Another product from her portfolio—MyMilli-Q™ Remote Care application—built in-house as an accompanying software for MilliQ Labwater products, has been recognised by Business Leadership Awards 2022.
Making herself redundant
“My motive in Merck is to make myself redundant, because every time I make myself redundant, there’s a new opportunity knocking on my door,” she declares.
She continues, “When you take on a job profile, either you are building a team from scratch, or have a team. You are looking at the current status and the opportunities to develop it further, align with the organisation’s vision, and so on. The first three months go into listening and learning. The next year goes into establishing new practices, thought processes, forming a new identity and aligning better and the next year goes into stabilising it.”
Panicker says ideally, in three to four years, you’d have figured out everything in the role, even identified a successor, and even if you took a month off, nothing in the chain breaks. And here is where you have made yourself redundant.
Understanding this redundancy, and changing her role every two years with a hunger to learn has helped her climb the ladder at Merck.
But the rise from a sales job to the head of application technology has not been one without challenges.
“There is a credibility challenge because there are purists always questioning you about technology. Developers would dismiss me outright and say, “Yeh aapko samajh mein nahin aayega.” (you will not understand this). Eventually, you will have to build allies to support you.”

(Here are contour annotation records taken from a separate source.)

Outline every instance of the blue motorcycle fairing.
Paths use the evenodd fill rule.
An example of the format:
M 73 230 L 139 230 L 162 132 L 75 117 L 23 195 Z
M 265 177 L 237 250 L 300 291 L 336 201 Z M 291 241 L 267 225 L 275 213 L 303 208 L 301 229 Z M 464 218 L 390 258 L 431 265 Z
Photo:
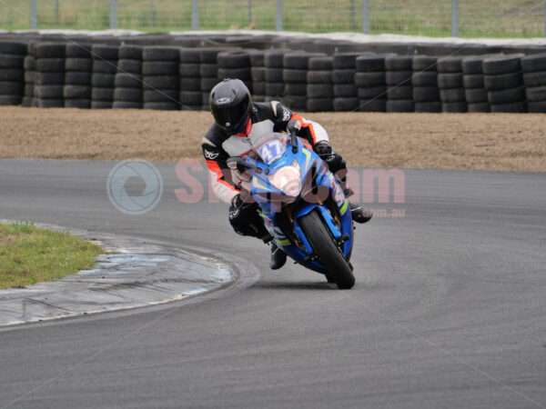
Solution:
M 309 255 L 313 255 L 313 250 L 301 230 L 298 219 L 317 209 L 333 237 L 339 238 L 344 234 L 349 235 L 349 240 L 343 244 L 343 254 L 349 260 L 353 239 L 352 218 L 350 211 L 349 211 L 349 202 L 345 198 L 339 183 L 328 170 L 326 163 L 317 154 L 303 146 L 299 140 L 297 140 L 297 142 L 298 152 L 296 154 L 292 152 L 288 144 L 282 156 L 269 165 L 248 156 L 244 157 L 247 163 L 260 169 L 260 173 L 253 173 L 250 193 L 261 210 L 260 215 L 264 219 L 266 228 L 268 228 L 273 236 L 275 243 L 298 264 L 310 270 L 324 274 L 326 273 L 325 266 L 320 263 L 311 261 L 308 257 Z M 301 171 L 301 190 L 303 191 L 305 187 L 304 182 L 306 177 L 308 177 L 308 174 L 311 171 L 313 165 L 315 165 L 315 187 L 329 189 L 328 192 L 329 192 L 329 195 L 334 199 L 341 215 L 340 225 L 339 225 L 332 217 L 332 214 L 330 214 L 329 210 L 320 200 L 316 200 L 317 203 L 302 202 L 301 207 L 298 209 L 297 214 L 294 215 L 293 223 L 294 231 L 299 240 L 300 247 L 289 239 L 289 236 L 280 229 L 275 221 L 278 214 L 278 212 L 281 209 L 281 204 L 283 202 L 291 203 L 295 198 L 288 196 L 284 192 L 271 185 L 268 179 L 268 175 L 274 175 L 278 169 L 284 166 L 291 165 L 295 160 Z M 300 192 L 300 194 L 303 195 L 304 192 Z

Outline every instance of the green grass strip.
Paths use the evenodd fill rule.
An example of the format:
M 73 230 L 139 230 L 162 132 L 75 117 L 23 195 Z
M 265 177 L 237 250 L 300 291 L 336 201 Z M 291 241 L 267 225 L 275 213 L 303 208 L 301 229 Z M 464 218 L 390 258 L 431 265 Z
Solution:
M 0 224 L 0 289 L 51 281 L 95 265 L 100 246 L 28 223 Z

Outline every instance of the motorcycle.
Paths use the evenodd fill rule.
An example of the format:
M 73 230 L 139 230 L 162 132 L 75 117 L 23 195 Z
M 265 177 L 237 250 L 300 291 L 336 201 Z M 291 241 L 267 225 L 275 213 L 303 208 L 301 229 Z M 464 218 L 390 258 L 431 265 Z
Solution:
M 296 263 L 339 289 L 355 284 L 349 201 L 328 165 L 294 134 L 251 137 L 252 149 L 228 159 L 249 183 L 248 193 L 272 240 Z M 251 157 L 253 156 L 253 157 Z

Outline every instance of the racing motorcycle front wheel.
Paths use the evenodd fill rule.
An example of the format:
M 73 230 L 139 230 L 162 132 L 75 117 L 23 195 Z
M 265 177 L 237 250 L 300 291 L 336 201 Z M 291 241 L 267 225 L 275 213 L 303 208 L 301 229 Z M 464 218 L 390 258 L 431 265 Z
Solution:
M 299 225 L 305 233 L 315 254 L 328 270 L 329 282 L 334 281 L 338 288 L 348 290 L 355 284 L 355 276 L 349 262 L 336 245 L 328 227 L 316 210 L 299 218 Z

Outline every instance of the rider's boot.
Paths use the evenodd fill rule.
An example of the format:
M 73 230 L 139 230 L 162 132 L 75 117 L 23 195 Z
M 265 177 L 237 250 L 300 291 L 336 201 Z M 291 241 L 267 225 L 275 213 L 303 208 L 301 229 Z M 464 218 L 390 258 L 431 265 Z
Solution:
M 271 244 L 271 260 L 269 261 L 269 268 L 271 270 L 278 270 L 287 262 L 287 254 L 279 249 L 275 243 Z
M 373 217 L 373 213 L 369 210 L 364 209 L 361 205 L 356 203 L 349 203 L 350 207 L 350 215 L 352 216 L 353 221 L 356 223 L 363 224 L 366 222 L 369 222 L 369 220 Z

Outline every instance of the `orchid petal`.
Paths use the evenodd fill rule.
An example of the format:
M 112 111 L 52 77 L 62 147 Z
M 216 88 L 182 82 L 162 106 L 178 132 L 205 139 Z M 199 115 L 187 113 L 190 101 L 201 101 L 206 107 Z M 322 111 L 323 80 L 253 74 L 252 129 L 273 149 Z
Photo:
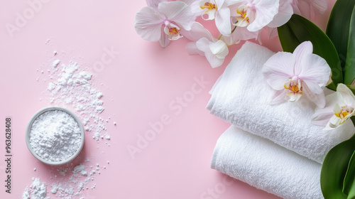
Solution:
M 268 25 L 278 13 L 278 0 L 255 1 L 255 20 L 248 26 L 248 30 L 255 32 Z M 258 2 L 257 2 L 258 1 Z
M 224 59 L 228 55 L 228 47 L 223 41 L 219 40 L 209 44 L 211 52 L 219 59 Z
M 286 90 L 275 90 L 268 104 L 271 105 L 275 105 L 286 102 L 285 97 L 287 92 L 288 91 Z
M 134 19 L 134 28 L 137 33 L 143 39 L 150 41 L 159 41 L 162 25 L 163 20 L 151 7 L 141 9 Z
M 197 41 L 202 38 L 207 38 L 211 41 L 215 40 L 207 29 L 204 28 L 201 23 L 196 21 L 192 23 L 190 31 L 187 31 L 182 29 L 181 33 L 187 38 L 193 41 Z
M 164 14 L 168 20 L 174 21 L 187 31 L 191 29 L 191 24 L 195 19 L 189 6 L 180 1 L 160 2 L 158 10 L 160 14 Z
M 329 119 L 329 127 L 332 128 L 337 128 L 339 127 L 340 123 L 342 122 L 342 119 L 334 114 Z
M 249 40 L 257 38 L 258 32 L 250 32 L 246 27 L 236 27 L 233 33 L 231 34 L 231 41 L 227 43 L 229 45 L 234 44 L 241 40 Z
M 278 13 L 273 17 L 273 21 L 268 24 L 271 28 L 280 27 L 286 23 L 293 14 L 293 9 L 288 1 L 280 1 Z
M 355 96 L 350 89 L 344 84 L 339 84 L 337 92 L 340 94 L 345 104 L 355 108 Z
M 204 56 L 211 66 L 212 68 L 217 68 L 223 63 L 224 59 L 218 58 L 214 54 L 212 53 L 209 46 L 211 43 L 212 43 L 212 42 L 208 41 L 207 38 L 202 38 L 196 42 L 196 46 L 200 50 L 204 52 Z
M 268 26 L 265 27 L 268 30 L 268 38 L 271 39 L 278 36 L 278 28 L 270 28 Z
M 146 0 L 147 5 L 153 9 L 158 9 L 158 5 L 162 1 L 168 1 L 168 0 Z
M 315 11 L 320 14 L 324 14 L 328 9 L 328 1 L 327 0 L 310 0 Z
M 301 73 L 302 60 L 306 55 L 312 54 L 312 53 L 313 53 L 313 45 L 310 41 L 304 41 L 295 49 L 293 54 L 296 59 L 296 64 L 295 65 L 295 75 L 298 75 Z
M 321 92 L 320 93 L 313 92 L 310 90 L 307 83 L 302 84 L 302 88 L 303 92 L 308 99 L 315 102 L 317 107 L 323 108 L 325 106 L 325 97 L 322 89 L 320 89 Z
M 324 108 L 317 107 L 315 109 L 315 113 L 312 116 L 312 123 L 324 126 L 329 121 L 330 118 L 334 115 L 333 107 L 337 104 L 340 98 L 339 92 L 333 92 L 325 97 L 325 106 Z
M 312 116 L 311 122 L 313 124 L 318 126 L 326 126 L 330 118 L 334 115 L 332 107 L 318 108 L 315 110 L 315 114 Z
M 309 1 L 309 0 L 308 0 Z M 296 13 L 300 15 L 305 16 L 305 18 L 310 18 L 311 9 L 310 3 L 307 0 L 297 0 L 297 6 L 298 6 L 298 10 L 300 13 Z
M 204 53 L 200 50 L 196 46 L 196 42 L 189 42 L 186 44 L 185 49 L 189 53 L 189 55 L 200 55 L 201 56 L 204 56 Z
M 296 61 L 296 65 L 297 63 Z M 301 68 L 301 71 L 298 76 L 307 83 L 312 82 L 312 84 L 324 87 L 329 80 L 330 67 L 327 61 L 319 55 L 315 54 L 305 55 L 299 67 Z M 295 70 L 296 70 L 296 67 L 295 67 Z M 295 75 L 297 74 L 295 73 Z M 310 84 L 307 85 L 310 86 Z M 310 89 L 312 92 L 319 94 L 312 87 L 310 87 Z
M 263 75 L 274 90 L 284 89 L 285 82 L 293 75 L 295 58 L 290 53 L 279 52 L 270 58 L 263 67 Z
M 224 36 L 229 36 L 231 32 L 231 11 L 228 7 L 222 7 L 218 9 L 218 14 L 214 19 L 216 26 Z
M 165 34 L 164 32 L 164 27 L 161 27 L 161 37 L 159 39 L 159 43 L 160 43 L 161 47 L 165 48 L 170 43 L 170 40 L 169 39 L 169 36 Z

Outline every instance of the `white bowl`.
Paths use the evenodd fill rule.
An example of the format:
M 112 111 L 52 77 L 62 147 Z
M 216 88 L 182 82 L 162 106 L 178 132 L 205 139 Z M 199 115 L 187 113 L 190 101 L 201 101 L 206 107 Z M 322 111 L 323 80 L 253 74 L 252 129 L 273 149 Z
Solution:
M 79 146 L 77 151 L 74 153 L 71 156 L 70 156 L 68 158 L 65 160 L 62 160 L 60 161 L 51 161 L 48 160 L 45 160 L 40 156 L 39 156 L 37 154 L 35 153 L 33 151 L 33 149 L 32 149 L 32 146 L 31 146 L 31 142 L 30 142 L 30 137 L 31 137 L 31 129 L 32 127 L 32 124 L 33 124 L 33 122 L 40 116 L 40 114 L 43 114 L 44 112 L 46 112 L 48 111 L 53 111 L 53 110 L 60 110 L 65 112 L 67 114 L 69 114 L 70 116 L 72 116 L 74 119 L 77 122 L 77 124 L 79 125 L 79 128 L 80 129 L 80 134 L 81 134 L 81 142 L 80 142 L 80 146 Z M 28 150 L 30 150 L 30 152 L 35 156 L 37 159 L 43 163 L 45 163 L 46 164 L 49 165 L 61 165 L 61 164 L 65 164 L 67 163 L 72 160 L 73 160 L 82 151 L 82 146 L 84 146 L 84 127 L 82 126 L 82 122 L 80 122 L 80 119 L 79 117 L 77 117 L 77 115 L 75 115 L 73 112 L 70 111 L 67 109 L 63 108 L 63 107 L 49 107 L 44 108 L 43 109 L 39 110 L 38 112 L 36 112 L 32 118 L 30 119 L 30 122 L 28 122 L 28 124 L 27 125 L 27 128 L 26 130 L 26 144 L 27 144 L 27 148 L 28 148 Z

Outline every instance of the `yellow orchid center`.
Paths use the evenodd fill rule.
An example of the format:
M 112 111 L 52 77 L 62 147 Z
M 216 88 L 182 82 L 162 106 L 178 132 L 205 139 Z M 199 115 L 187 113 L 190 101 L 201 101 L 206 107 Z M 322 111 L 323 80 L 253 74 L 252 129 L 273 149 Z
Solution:
M 246 11 L 244 9 L 242 9 L 242 10 L 237 9 L 236 13 L 240 14 L 239 17 L 241 17 L 243 18 L 243 21 L 248 21 L 248 23 L 250 23 L 249 18 L 248 16 L 246 16 Z M 239 18 L 237 18 L 237 19 L 239 19 Z
M 303 95 L 301 81 L 296 76 L 286 82 L 283 87 L 285 89 L 290 90 L 293 94 Z
M 207 13 L 207 12 L 208 12 L 211 10 L 213 10 L 213 9 L 217 9 L 216 5 L 214 5 L 214 4 L 209 3 L 209 2 L 206 2 L 206 3 L 204 3 L 204 4 L 203 6 L 200 6 L 200 7 L 202 9 L 207 9 L 207 10 L 206 11 L 204 11 L 204 13 Z
M 340 111 L 339 111 L 338 112 L 335 112 L 334 114 L 337 117 L 339 117 L 342 119 L 346 119 L 346 116 L 348 116 L 349 114 L 351 114 L 353 111 L 354 111 L 354 108 L 348 107 L 347 105 L 344 105 L 344 106 L 342 107 L 342 109 Z M 342 123 L 343 123 L 343 122 L 342 122 Z
M 169 36 L 171 34 L 177 35 L 179 33 L 180 30 L 178 30 L 176 28 L 169 28 Z
M 165 23 L 165 27 L 164 27 L 164 32 L 169 36 L 169 40 L 177 40 L 182 37 L 180 33 L 180 27 L 168 21 L 166 21 Z

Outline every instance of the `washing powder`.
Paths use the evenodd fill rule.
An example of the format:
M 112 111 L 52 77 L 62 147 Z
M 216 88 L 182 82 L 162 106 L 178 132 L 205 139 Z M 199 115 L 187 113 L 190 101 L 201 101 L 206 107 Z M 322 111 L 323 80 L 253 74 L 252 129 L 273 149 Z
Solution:
M 30 143 L 34 152 L 50 161 L 70 158 L 79 149 L 81 131 L 76 120 L 60 110 L 47 111 L 33 122 Z

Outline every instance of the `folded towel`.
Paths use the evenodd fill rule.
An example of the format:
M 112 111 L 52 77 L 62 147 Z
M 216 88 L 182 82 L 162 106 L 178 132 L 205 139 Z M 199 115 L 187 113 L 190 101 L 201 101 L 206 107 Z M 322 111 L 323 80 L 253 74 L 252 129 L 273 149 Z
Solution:
M 283 198 L 323 198 L 322 166 L 231 126 L 219 137 L 211 168 Z
M 332 147 L 354 134 L 354 125 L 347 121 L 337 129 L 324 131 L 324 127 L 312 124 L 315 105 L 305 96 L 296 102 L 269 105 L 273 91 L 261 68 L 273 54 L 246 42 L 214 85 L 207 109 L 245 131 L 322 163 Z

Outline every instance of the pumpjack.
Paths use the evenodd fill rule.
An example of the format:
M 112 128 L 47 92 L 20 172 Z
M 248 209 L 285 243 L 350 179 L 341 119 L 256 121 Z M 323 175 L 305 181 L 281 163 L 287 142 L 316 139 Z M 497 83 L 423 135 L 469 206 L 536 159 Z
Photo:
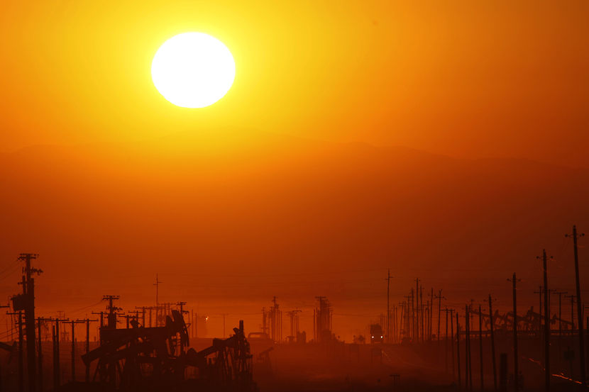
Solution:
M 82 355 L 87 366 L 97 361 L 93 383 L 104 391 L 255 392 L 252 355 L 243 321 L 227 339 L 197 352 L 189 345 L 177 310 L 165 325 L 145 327 L 137 320 L 129 328 L 102 327 L 100 345 Z

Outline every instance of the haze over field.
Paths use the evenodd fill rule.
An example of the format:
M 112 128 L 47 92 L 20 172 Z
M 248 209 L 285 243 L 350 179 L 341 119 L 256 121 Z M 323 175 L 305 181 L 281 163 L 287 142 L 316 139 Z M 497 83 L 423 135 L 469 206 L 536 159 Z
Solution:
M 334 329 L 347 337 L 364 326 L 351 316 L 382 311 L 387 267 L 395 303 L 417 276 L 453 302 L 489 287 L 509 299 L 514 269 L 522 298 L 534 301 L 542 247 L 556 257 L 554 284 L 568 287 L 563 234 L 573 223 L 589 227 L 589 172 L 526 159 L 232 129 L 39 146 L 0 159 L 9 190 L 0 196 L 0 257 L 41 254 L 39 306 L 55 311 L 111 291 L 123 303 L 150 302 L 158 272 L 160 298 L 245 313 L 252 329 L 273 296 L 303 309 L 328 296 L 343 318 Z M 588 257 L 582 249 L 584 276 Z M 304 327 L 312 313 L 302 315 Z

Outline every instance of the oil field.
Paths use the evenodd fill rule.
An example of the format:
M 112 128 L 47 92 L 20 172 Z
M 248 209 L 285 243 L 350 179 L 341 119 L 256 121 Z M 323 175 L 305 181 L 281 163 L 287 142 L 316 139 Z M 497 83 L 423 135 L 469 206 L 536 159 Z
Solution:
M 589 392 L 588 21 L 2 1 L 0 392 Z
M 0 342 L 1 386 L 30 392 L 584 390 L 589 316 L 577 243 L 583 236 L 574 226 L 566 235 L 574 251 L 571 294 L 549 286 L 551 258 L 546 251 L 538 257 L 538 308 L 518 301 L 515 273 L 507 279 L 512 306 L 494 310 L 492 293 L 448 306 L 444 288 L 428 289 L 419 278 L 406 295 L 392 297 L 388 271 L 386 308 L 365 320 L 365 334 L 347 342 L 336 335 L 346 326 L 334 325 L 334 306 L 324 296 L 314 297 L 312 335 L 300 329 L 302 310 L 283 313 L 275 296 L 249 332 L 240 320 L 226 334 L 224 314 L 224 336 L 204 337 L 209 318 L 189 310 L 185 301 L 160 303 L 158 276 L 151 305 L 123 309 L 119 296 L 104 295 L 92 317 L 40 315 L 35 291 L 43 285 L 42 259 L 23 253 L 13 263 L 22 266 L 15 282 L 22 292 L 3 306 L 10 322 Z

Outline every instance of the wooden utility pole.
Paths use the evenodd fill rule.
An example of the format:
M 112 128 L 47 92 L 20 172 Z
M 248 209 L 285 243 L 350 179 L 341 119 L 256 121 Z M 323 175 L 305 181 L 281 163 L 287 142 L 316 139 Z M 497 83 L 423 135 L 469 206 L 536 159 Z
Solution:
M 513 286 L 513 386 L 516 392 L 519 391 L 519 369 L 518 367 L 519 354 L 517 353 L 517 296 L 516 284 L 518 279 L 515 276 L 515 272 L 511 279 Z
M 562 295 L 566 294 L 566 291 L 556 291 L 558 296 L 558 345 L 560 345 L 560 338 L 563 335 L 563 308 L 562 308 Z
M 453 355 L 452 357 L 453 357 Z M 458 312 L 456 312 L 456 364 L 457 364 L 458 370 L 458 389 L 460 389 L 461 388 L 461 376 L 460 376 L 460 323 L 458 322 Z M 453 369 L 453 365 L 454 365 L 453 361 L 452 362 L 452 365 L 453 365 L 452 369 Z M 468 388 L 468 386 L 467 386 L 467 388 Z
M 450 335 L 451 335 L 451 342 L 452 343 L 450 345 L 450 347 L 452 347 L 452 379 L 455 379 L 456 377 L 456 365 L 454 362 L 454 342 L 452 340 L 454 338 L 454 309 L 450 309 Z M 458 318 L 456 318 L 456 321 L 458 321 Z M 456 330 L 458 330 L 458 325 L 456 324 Z M 460 379 L 460 376 L 458 376 Z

Within a few months into her product development role, she was confident enough to question the developers and build credibility.
Sustaining women in tech
Panicker says it’s heartening to see more women entering tech at the entry-level. But as they began to climb the upper levels, the proportion of women decreases and culminates into single digits at the top-most level.
“The problem is part-organisational and part-societal. We lose a lot of women to life events and the fact that from a management perspective, big companies are still not open to employing women in part-time roles. This will definitely change things on ground,” she avers.
“We have fewer women in leadership roles because we are not flexible enough to accommodate them in the workforce. There are women who can do a day’s work in just four hours. It would be a win-win for a company to employ them,” she adds.
(The copy was updated with additional information from the company.)